Dois-je préciser que je ne vais plus vers ceux qui me méprisent. Vivons heureux, chacun chez soi.

J’essaie de comprendre.
De nombreux intervenants évoquent l’intégration qui est souhaitable. Par cela on suppose que toutes les communautés culturelles issues de l’immigration vont se fusionner avec la prétendue nation francophone Québécoise en incluant la minorité anglophone du Québec et autochtone pour former un tout harmonieux.
Cependant conceptuellement le multiculturalisme libérale des Trudeau ce n’est pas cela, c’est exactement le contraire. Selon ce concept les immigrants arrivent ici et vivent entre eux pour perpétuer leur culture ici même. Cette non intégrations est même encouragé et souhaitable. Les libéraux d’Ottawa disent que le Canada est un pays de diversité et doit devenir un pays post national.
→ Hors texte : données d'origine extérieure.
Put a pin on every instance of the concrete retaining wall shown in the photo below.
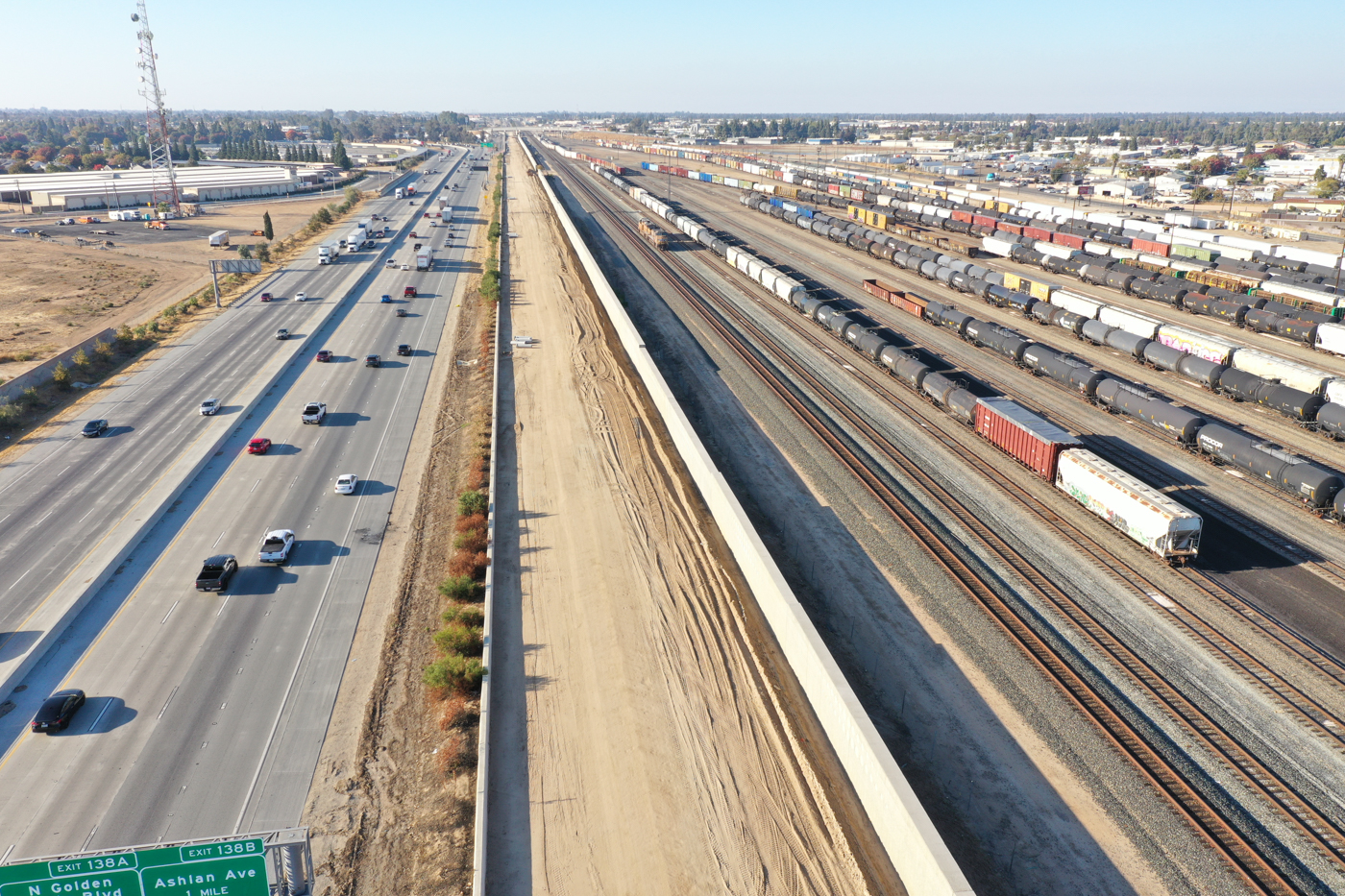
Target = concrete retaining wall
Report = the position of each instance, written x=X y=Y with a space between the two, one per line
x=900 y=821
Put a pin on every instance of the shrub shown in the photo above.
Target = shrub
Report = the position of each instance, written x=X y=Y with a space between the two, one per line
x=460 y=588
x=457 y=673
x=471 y=541
x=474 y=521
x=473 y=502
x=464 y=614
x=459 y=638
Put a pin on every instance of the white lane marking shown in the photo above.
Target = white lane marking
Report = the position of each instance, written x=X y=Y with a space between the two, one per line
x=91 y=729
x=168 y=701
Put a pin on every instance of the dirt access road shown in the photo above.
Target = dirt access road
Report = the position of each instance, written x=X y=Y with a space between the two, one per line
x=643 y=739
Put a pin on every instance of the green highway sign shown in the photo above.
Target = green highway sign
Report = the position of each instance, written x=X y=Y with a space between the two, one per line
x=229 y=868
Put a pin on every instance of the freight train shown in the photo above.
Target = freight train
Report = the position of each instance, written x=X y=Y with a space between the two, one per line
x=1318 y=489
x=1146 y=516
x=1308 y=396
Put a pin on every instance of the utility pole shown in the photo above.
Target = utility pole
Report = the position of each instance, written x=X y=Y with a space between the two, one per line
x=157 y=116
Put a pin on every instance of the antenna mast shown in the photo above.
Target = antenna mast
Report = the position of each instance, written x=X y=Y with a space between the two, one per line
x=157 y=116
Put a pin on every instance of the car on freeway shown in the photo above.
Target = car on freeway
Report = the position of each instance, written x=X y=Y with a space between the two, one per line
x=215 y=572
x=276 y=546
x=57 y=711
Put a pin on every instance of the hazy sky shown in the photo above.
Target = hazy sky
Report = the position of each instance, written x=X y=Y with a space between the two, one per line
x=494 y=56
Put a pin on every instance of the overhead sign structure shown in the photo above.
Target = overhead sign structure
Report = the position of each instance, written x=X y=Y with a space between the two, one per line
x=228 y=868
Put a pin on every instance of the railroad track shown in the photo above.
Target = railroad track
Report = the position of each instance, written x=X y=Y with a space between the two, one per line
x=1266 y=866
x=1139 y=463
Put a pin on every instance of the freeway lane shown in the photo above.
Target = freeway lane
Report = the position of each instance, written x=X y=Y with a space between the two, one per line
x=208 y=711
x=63 y=496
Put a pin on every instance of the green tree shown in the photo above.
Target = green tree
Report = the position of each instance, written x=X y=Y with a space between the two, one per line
x=339 y=157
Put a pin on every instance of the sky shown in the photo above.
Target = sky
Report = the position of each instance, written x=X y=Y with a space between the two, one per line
x=746 y=57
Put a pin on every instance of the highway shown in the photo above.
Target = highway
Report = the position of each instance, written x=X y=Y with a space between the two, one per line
x=206 y=712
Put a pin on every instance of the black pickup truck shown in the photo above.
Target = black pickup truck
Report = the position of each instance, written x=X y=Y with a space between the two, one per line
x=217 y=572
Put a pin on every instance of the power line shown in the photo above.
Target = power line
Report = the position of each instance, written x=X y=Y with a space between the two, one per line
x=157 y=116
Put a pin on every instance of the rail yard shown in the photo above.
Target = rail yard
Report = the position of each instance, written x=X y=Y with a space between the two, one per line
x=853 y=341
x=804 y=503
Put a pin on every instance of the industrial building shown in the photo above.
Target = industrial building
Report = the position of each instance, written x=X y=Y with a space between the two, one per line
x=107 y=188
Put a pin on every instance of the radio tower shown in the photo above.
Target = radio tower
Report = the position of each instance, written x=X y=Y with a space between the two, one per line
x=157 y=116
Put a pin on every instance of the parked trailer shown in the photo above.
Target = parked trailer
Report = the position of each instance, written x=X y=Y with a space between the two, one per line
x=1146 y=516
x=1024 y=435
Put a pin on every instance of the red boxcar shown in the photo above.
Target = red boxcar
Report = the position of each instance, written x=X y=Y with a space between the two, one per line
x=1150 y=247
x=1024 y=435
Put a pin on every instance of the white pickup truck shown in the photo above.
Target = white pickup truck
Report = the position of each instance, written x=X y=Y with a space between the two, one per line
x=313 y=412
x=276 y=546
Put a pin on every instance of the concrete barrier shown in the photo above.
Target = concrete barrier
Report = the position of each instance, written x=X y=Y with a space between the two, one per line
x=915 y=848
x=483 y=735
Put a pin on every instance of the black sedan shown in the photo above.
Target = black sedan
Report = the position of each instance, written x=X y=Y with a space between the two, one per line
x=58 y=711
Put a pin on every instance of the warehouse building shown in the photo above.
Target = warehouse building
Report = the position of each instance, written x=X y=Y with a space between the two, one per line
x=80 y=190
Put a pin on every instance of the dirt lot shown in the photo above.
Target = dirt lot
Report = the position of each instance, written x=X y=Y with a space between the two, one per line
x=645 y=735
x=54 y=294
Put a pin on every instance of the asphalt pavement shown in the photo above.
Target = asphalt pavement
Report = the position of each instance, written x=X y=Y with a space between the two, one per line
x=206 y=712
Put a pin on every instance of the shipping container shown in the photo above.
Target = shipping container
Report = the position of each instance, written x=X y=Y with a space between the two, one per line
x=1022 y=435
x=1153 y=520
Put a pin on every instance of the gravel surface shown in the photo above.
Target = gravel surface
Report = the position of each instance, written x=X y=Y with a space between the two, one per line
x=1026 y=794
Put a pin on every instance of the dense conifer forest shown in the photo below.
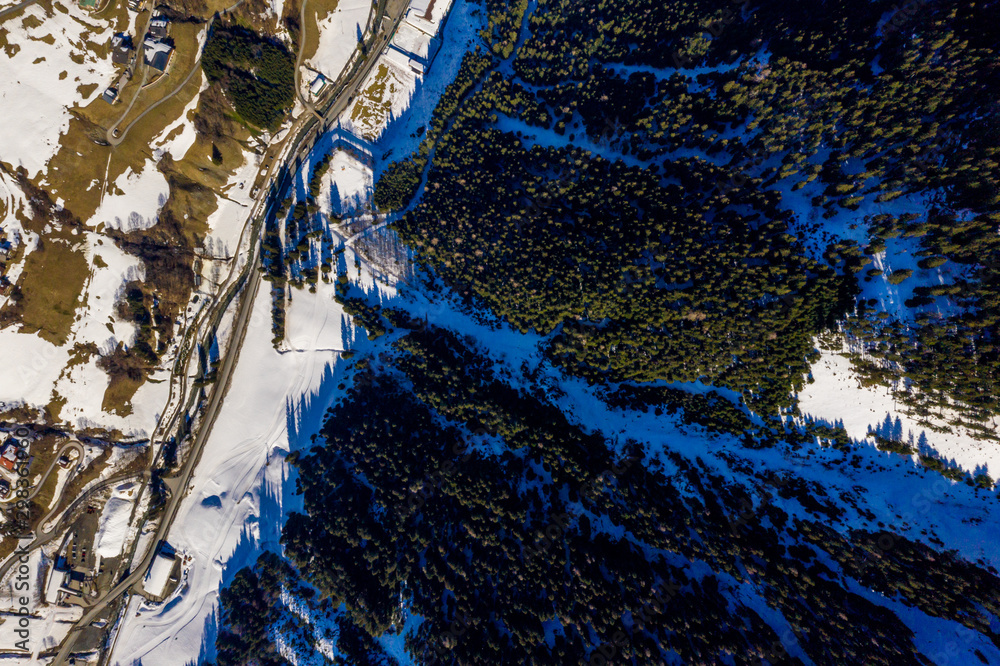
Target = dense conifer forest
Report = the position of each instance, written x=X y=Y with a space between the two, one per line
x=664 y=193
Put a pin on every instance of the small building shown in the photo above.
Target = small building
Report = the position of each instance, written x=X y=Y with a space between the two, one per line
x=121 y=49
x=318 y=85
x=160 y=571
x=157 y=54
x=8 y=457
x=158 y=27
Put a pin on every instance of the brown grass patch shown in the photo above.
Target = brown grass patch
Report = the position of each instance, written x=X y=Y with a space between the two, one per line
x=51 y=283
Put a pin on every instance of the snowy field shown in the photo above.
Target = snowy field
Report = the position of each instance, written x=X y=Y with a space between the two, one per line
x=236 y=504
x=837 y=396
x=338 y=38
x=41 y=80
x=403 y=101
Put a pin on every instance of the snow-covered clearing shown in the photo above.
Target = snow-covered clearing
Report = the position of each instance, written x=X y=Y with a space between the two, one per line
x=239 y=493
x=394 y=104
x=112 y=528
x=48 y=68
x=338 y=37
x=836 y=395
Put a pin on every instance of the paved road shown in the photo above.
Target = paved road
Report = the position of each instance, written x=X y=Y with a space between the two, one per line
x=45 y=537
x=114 y=139
x=270 y=194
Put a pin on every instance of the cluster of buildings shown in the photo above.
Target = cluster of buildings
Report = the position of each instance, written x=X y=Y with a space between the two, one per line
x=156 y=51
x=9 y=460
x=418 y=37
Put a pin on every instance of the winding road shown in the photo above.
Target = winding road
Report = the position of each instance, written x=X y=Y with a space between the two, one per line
x=245 y=285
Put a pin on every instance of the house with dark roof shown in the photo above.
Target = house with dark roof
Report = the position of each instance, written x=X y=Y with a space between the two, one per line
x=157 y=54
x=121 y=49
x=158 y=27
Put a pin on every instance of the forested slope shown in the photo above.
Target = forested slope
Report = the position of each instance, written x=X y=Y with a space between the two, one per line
x=690 y=194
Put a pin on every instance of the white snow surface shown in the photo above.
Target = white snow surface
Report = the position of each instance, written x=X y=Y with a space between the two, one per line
x=837 y=395
x=338 y=37
x=42 y=82
x=112 y=527
x=235 y=505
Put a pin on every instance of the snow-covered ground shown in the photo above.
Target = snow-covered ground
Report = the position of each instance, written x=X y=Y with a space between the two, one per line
x=836 y=395
x=41 y=81
x=338 y=38
x=403 y=101
x=112 y=528
x=235 y=502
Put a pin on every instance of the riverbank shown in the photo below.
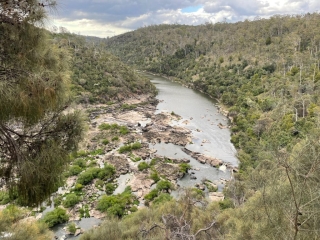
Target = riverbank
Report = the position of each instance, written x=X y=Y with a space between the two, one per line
x=134 y=121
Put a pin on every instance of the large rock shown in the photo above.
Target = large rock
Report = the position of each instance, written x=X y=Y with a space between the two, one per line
x=141 y=184
x=170 y=171
x=203 y=158
x=120 y=163
x=216 y=196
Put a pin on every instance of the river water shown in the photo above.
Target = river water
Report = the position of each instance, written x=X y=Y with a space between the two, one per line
x=199 y=114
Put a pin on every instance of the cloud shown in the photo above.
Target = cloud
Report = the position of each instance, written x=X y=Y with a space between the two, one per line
x=99 y=17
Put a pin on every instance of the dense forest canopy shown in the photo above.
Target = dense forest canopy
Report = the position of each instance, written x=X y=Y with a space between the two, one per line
x=266 y=72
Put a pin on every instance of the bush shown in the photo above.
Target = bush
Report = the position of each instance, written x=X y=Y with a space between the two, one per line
x=110 y=188
x=4 y=197
x=87 y=176
x=142 y=166
x=55 y=217
x=184 y=167
x=128 y=148
x=116 y=205
x=107 y=172
x=77 y=187
x=99 y=183
x=71 y=200
x=123 y=130
x=80 y=162
x=125 y=148
x=57 y=200
x=155 y=177
x=136 y=145
x=151 y=195
x=97 y=152
x=163 y=197
x=116 y=138
x=226 y=203
x=164 y=185
x=74 y=170
x=72 y=228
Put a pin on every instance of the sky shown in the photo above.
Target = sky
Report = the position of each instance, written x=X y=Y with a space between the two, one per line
x=107 y=18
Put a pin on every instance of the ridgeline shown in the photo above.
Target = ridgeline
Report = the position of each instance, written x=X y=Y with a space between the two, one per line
x=266 y=73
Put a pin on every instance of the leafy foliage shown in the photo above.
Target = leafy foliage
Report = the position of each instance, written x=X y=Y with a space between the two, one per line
x=36 y=135
x=57 y=216
x=116 y=205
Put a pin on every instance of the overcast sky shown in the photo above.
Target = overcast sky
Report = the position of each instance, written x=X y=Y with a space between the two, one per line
x=107 y=18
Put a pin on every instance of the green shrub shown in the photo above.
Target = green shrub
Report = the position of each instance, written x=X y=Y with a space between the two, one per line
x=110 y=188
x=71 y=200
x=97 y=152
x=151 y=195
x=154 y=176
x=133 y=209
x=99 y=183
x=72 y=228
x=116 y=205
x=82 y=153
x=136 y=145
x=57 y=200
x=92 y=163
x=143 y=165
x=104 y=126
x=163 y=197
x=184 y=167
x=77 y=187
x=80 y=162
x=74 y=170
x=164 y=185
x=130 y=147
x=116 y=138
x=107 y=172
x=125 y=148
x=55 y=217
x=123 y=130
x=87 y=176
x=4 y=197
x=226 y=203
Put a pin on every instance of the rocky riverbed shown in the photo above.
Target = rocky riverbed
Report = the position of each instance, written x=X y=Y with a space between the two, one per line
x=102 y=147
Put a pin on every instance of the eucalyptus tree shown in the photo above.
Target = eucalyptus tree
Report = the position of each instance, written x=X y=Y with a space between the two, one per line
x=36 y=132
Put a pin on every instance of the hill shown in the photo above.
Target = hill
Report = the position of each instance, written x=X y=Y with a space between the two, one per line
x=266 y=73
x=97 y=76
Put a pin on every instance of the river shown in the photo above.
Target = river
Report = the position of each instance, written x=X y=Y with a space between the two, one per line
x=199 y=114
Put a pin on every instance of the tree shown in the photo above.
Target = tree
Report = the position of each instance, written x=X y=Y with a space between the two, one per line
x=36 y=133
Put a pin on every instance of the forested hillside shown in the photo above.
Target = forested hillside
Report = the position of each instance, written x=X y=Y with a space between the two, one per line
x=266 y=72
x=97 y=76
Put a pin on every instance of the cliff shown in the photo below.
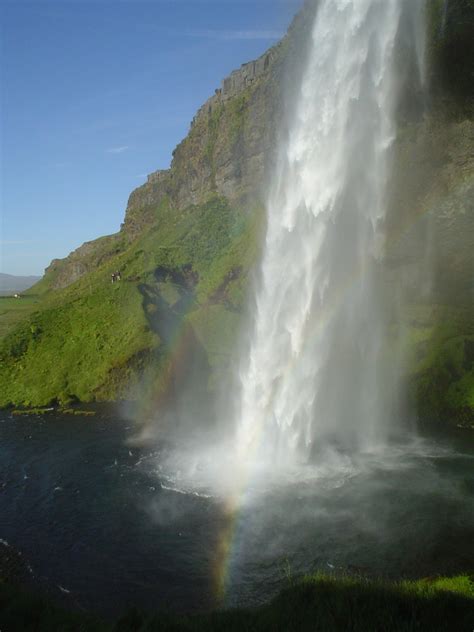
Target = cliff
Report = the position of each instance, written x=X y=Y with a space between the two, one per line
x=191 y=236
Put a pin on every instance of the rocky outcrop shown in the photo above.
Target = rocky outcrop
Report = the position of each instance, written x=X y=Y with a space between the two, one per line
x=83 y=260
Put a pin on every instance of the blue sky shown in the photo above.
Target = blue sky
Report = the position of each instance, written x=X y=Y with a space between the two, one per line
x=95 y=94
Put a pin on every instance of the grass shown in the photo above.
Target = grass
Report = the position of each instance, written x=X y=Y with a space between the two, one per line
x=314 y=603
x=93 y=340
x=13 y=310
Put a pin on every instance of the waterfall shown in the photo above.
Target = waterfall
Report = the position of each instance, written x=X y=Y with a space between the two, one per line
x=319 y=371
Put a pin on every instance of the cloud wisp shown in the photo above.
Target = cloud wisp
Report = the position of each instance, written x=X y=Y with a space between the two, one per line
x=117 y=150
x=228 y=35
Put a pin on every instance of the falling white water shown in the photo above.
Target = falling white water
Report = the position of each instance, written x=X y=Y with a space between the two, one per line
x=318 y=372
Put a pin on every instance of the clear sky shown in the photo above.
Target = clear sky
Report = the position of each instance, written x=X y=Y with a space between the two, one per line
x=95 y=94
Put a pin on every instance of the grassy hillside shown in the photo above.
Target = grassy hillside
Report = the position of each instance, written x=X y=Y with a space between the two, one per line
x=191 y=233
x=181 y=281
x=316 y=603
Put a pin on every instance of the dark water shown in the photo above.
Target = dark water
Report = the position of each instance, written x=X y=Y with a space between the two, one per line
x=102 y=530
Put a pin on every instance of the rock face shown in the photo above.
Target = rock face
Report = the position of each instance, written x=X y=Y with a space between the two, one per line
x=201 y=216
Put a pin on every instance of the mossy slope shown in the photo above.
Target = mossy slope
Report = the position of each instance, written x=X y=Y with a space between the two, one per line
x=316 y=603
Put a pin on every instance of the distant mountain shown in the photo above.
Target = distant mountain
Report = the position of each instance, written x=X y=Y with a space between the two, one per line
x=9 y=283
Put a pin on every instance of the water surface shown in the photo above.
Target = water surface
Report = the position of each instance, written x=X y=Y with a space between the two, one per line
x=101 y=525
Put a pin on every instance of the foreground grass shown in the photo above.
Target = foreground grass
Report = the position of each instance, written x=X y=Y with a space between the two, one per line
x=14 y=310
x=314 y=603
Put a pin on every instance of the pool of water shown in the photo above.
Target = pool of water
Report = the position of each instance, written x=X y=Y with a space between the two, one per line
x=101 y=523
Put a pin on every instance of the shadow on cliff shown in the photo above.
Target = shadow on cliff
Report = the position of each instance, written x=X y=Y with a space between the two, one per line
x=175 y=397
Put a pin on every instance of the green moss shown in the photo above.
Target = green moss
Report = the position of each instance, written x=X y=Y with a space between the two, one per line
x=316 y=603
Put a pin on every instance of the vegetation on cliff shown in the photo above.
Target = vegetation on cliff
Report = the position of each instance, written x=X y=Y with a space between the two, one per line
x=313 y=603
x=191 y=234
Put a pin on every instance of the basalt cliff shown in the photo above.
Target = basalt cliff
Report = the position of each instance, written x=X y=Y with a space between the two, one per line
x=191 y=234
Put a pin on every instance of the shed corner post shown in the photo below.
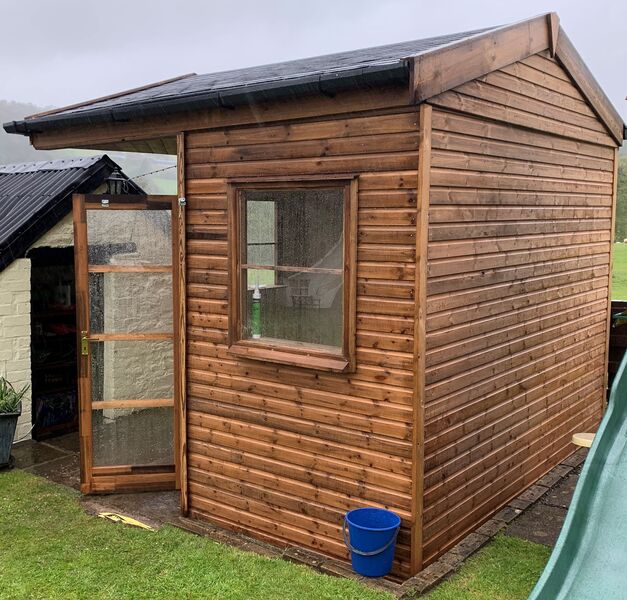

Ce que j’en comprends c’est que l’on ne souhaite pas former une nation Canadienne relativement homogène mais de faire un pays aux multiples identités. Un pays ou toutes les identités et cultures sont acceptés. Diversification sans limites. Le pays de cent nations et sans nation. Ou l’on souhaite faire vivre certaines communautés qui ont des valeurs opposés à d’autres et cela dans l’harmonie puisque la merveilleuse charte des droit et liberté y veillera.
Est-ce que ce projet se déroulera toujours bien? Quand il n’y aura plus de majorité? Quand la démographie sortira le Canada de la civilisation occidentale? Permettez-moi d’en douter je connais trop l’histoire.